Duke Ellington held a private, deep spiritual faith throughout his life and travelled with a cross, rosary and religious reading material. In his later years, he turned to expressing this faith through sacred works--most significantly with the debut of the First Sacred Concert in San Francisco's Grace Cathedral in 1965. Ellington added a Second (1968) and Third (1973) Concert of Sacred Music that introduced his music to a new audience and perhaps helped Ellington prepare for his next life.
Duke Ellington died on May 24, 1974 at seventy-five years of age. His funeral was held in New York's Cathedral of St. John The Divine; he was buried in Woodlawn Cemetery. His long-time companion Beatrice "Evie" Ellis was buried beside him after her death in 1976. He was survived by his only child, Mercer Kennedy Ellington, who not only took up the baton to lead the Duke Ellington Orchestra but assumed the task of caring for his father's papers and his legacy to the nation.
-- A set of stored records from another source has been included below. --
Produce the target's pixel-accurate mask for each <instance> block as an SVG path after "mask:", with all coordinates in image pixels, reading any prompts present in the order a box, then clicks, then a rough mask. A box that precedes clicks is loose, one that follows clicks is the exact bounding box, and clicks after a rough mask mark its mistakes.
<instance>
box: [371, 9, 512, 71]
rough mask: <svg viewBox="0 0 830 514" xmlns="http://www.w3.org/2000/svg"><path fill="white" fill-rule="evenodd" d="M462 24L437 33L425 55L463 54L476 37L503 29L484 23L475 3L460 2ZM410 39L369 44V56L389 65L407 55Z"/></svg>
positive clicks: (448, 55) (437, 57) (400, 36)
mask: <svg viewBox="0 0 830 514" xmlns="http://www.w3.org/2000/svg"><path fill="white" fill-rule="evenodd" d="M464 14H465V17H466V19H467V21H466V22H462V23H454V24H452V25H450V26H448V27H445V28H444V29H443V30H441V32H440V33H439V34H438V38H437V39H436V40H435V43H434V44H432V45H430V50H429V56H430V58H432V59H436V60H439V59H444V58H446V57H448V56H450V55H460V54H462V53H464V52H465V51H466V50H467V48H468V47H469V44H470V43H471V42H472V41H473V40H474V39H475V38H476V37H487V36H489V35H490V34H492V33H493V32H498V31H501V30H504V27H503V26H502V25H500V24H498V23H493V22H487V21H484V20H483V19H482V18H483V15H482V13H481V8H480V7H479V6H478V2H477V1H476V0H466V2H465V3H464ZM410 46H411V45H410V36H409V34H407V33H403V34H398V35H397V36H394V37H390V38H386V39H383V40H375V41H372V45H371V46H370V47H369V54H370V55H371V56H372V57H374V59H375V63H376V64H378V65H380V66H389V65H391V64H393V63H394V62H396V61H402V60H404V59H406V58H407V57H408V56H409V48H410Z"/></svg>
Mercer Ellington died in Copenhagan, Denmark on February 8, 1996, at the age of seventy-six. Ruth Ellington Boatwright, Duke's only sibling, lives in New York City. Both Mercer and Ruth were responsible for shepherding the documents and artifacts that celebrate Duke Ellington's genius and creative life to their current home in the Smithsonian Institution's National Museum of American History.